15. ParaFishControl, a new EU funded project under the Horizon 2020 programme published its first newsletter. The goal of the project is to increase the sustainability and competitiveness of the European aquaculture industry by improving understanding of fish-parasite interactions and by developing innovative solutions and tools for the prevention, control and mitigation of the most harmful parasitic species affecting the main European farmed fish species. The project is being implemented by a consortium of 29 partners, led by Spain’s Consejo Superior de Investigaciones Científicas (CSIC). Its newsletter contains a lot of information about recent development in parasitology of aquaculture species.

Fish hygiene

16. During September 2016 there were 33 rapid alert notifications for fishery products. There were 4 rapid alert notifications for bivalve mollusc products, 4 rapid alert notifications for cephalopod products, 6 rapid alert notifications for crustacean products, 19 rapid alert notifications for other fishery products and no rapid alert notifications for gastropod products. These included 2 consignments of frozen shrimp from Vietnam, 2 consignments of salmon (sliced and gravlax) from Poland and 3 consignments of swordfish from Spain.
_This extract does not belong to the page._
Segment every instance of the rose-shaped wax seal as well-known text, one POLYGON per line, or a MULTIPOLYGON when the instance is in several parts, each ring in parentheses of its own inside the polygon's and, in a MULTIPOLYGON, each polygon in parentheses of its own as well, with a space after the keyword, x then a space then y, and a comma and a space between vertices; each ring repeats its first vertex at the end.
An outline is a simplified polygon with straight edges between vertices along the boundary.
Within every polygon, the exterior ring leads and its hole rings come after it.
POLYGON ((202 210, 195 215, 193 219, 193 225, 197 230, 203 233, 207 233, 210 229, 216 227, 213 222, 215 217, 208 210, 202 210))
17. The Food and Veterinary Office of DG SANTÉ reported on a mission to the UK in April 2016 to evaluate the food safety control systems in place governing the production and placing on the market of fishery products. The mission found that the Competent Authority (the Food Standards Agency) has in place an official control system based on EU requirements and national legislation, which is supported by an extensive number of instructions and checklists. All laboratories supporting official controls are accredited for sampling and testing within the scope of this audit. Although the control system is consistently and adequately implemented, there was no planned programme of controls on fishing vessels (other than freezer and factory vessels) landing fish in the UK. In one processing establishment potential risks (such as Polycyclic Aromatic Hydrocarbons PAHs) were not considered in the own-checks. The CA was also observed to permit manual temperature recording from fixed thermometer displays by operators, in place of permanent recording equipment, in contravention of requirements set out in EU regulations. The Competent Authority was asked to submit a plan of corrective actions for consideration and acceptance by the Commission.

18. The ECsafeSEAFOOD, a four-year research project that aims to evaluate food safety issues related to contaminants present in seafood as a result of environmental contamination, announced some of it current and future activities. Project partner, the Norwegian Veterinary Institute (NVI) hosted a seminar on contaminants of emerging concern in seafood addressing xenobiotic contaminants, algal biotoxins, environmental factors, climate change, micro-plastics and other factors potentially affecting the safety of seafood. The project will host a stakeholder event and open science meeting “Seafood Safety: New Findings & Innovation Challenges” to be held in Brussels in January 2017. ECsafeSEAFOOD is led by the Instituto Português do Mar e da Atmosfera (IPMA), and has a budget of more than €5 million.